0

I have a dataframe I am working with and I want to groupby 2 columns, aggregate (sum) another one, and return a new column to the dataframe.

When running the below I can return a whole new dataframe that gets me my results:

df.groupby(['Account', 'Year']).agg({'Dollars':'sum'})

However I want the return to be in a single column of the original dataframe. I know I could merge this new df with the original as a round-about way of doing this, but I would like to find a single line of code that would complete the task.

For reference, when trying this method I get an error due to 2 variables in the groupby:

df['Account_Total'] = df['Dollars'].groupby(['Account', 'Year']).transform('sum')

However if I run the above with only 'Account' in the groupby it runs.

The final way I have tried is:

df['Account_Total'] = df.groupby(['Account', 'Year']).agg({'Dollars':'sum'})

Which clearly does not work as I am trying to add a new dataframe as a column of a dataframe. (Returns a TypeError: incompatible index of inserted column with frame index)
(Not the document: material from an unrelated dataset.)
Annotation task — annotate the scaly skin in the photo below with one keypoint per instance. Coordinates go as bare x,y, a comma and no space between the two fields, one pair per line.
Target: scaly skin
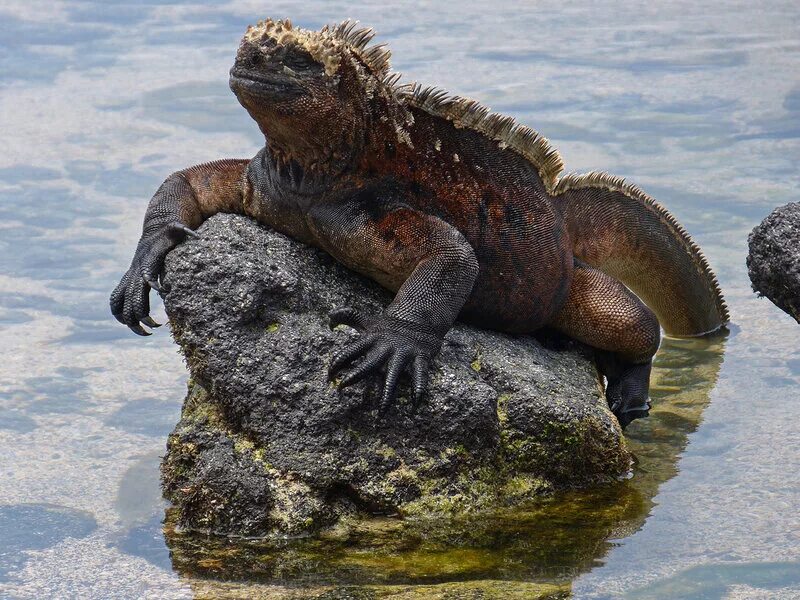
460,212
Hoping there is an easy solution otherwise I will resort to the merge.

  • 3
    You are close on the transform. The error is because you are filtering dataframe only to `Dollars` before the `groupby` and resulting in groupby cannot find the 2 columns. Try this `df.groupby(['Account', 'Year']).Dollars.transform(sum)` – Emma Feb 18 '22 at 16:00
  • 1
    @Emma yup that was it. Thanks! – Luke Morris Feb 18 '22 at 16:05

0 Answers0